No 161 - 2000
Gareth Sangster, freelance hack and sometime actor, was sitting in front of a computer screen in the office/spare bedroom of his Stoke Newington flat. He was staring just past the screen at the rear windows of the houses in the next street. He wasn’t watching anything in particular, just passing the time, seeking distraction from an unfinished review. A press release lay on his desk next to the keyboard. He’d read it a dozen times. He’d seen the film he was trying to write about only the night before in a Wardour Street basement. But something about it resisted his attempts to get it down.
He knew what it was. It was the fact that he’d seen the film a hundred times before, and read the press kit as often. The studios went to the trouble of giving them different titles, but they were all the same movie. The script got a minor rewrite and the actors ghosted through 90 minutes without breaking a sweat.

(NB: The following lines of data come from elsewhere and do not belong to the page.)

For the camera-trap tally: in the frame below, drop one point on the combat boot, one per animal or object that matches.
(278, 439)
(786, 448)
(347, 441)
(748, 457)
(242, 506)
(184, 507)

The phone rang, shattering his reverie. He picked it up and listened.
‘Where?’ he asked. ‘When?’
He hung up and went back to looking out of the window. He was wondering if his life was about to change. Or if Ash had fired the starting pistol for another wild goose chase. You never knew with Ash. He could be right, he could be wrong. Most of the time he was wrong.

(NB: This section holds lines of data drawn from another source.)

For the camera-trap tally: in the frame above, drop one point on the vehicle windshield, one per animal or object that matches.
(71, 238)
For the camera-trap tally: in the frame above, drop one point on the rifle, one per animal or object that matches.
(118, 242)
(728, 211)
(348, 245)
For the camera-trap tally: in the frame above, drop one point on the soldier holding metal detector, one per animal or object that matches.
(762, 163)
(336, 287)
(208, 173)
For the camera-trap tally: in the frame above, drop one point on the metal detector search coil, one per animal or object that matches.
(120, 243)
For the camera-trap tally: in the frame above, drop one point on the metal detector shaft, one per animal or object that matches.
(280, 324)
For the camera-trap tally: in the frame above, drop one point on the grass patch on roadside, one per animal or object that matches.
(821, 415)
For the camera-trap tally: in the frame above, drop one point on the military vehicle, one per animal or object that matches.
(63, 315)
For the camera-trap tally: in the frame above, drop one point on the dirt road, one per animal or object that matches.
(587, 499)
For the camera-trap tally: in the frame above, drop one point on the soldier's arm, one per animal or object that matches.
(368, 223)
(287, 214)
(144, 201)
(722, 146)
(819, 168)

Gareth looked at the screen. He knew he should shut the machine down and go out to meet Ash, but a phrase had entered his tidy mind and he decided to write it down before he forgot it. The phrase proved to be the key to unlocking the piece and his review wrote itself in less than ten minutes. He emailed the review to his editor, then selected ‘Shut Down’ and left the flat while the machine was still finishing up.
Most life-threatening situations that cannot be blamed on the random concurrence of unrelated events are reached as a direct result of people delving too deep into their own obsessions. When the alarm bells should no longer go ignored is when two people’s crazy desires are indulged at the same time and one of them shows all the signs of being quietly mad.
The alarm bells would have been ringing to wake the dead and Gareth should have heard them, but for some reason he had his head stuck up his arse. He always had had where Ash was concerned.
He picked up a black cab on Church Street and allowed its fluid acceleration to propel him back in his seat as the gates to Abney Park Cemetery flickered past the window. Whenever he passed the great Victorian boneyard, a still image of its fabled subterranean catacombs would light up like a silent movie behind his eyes.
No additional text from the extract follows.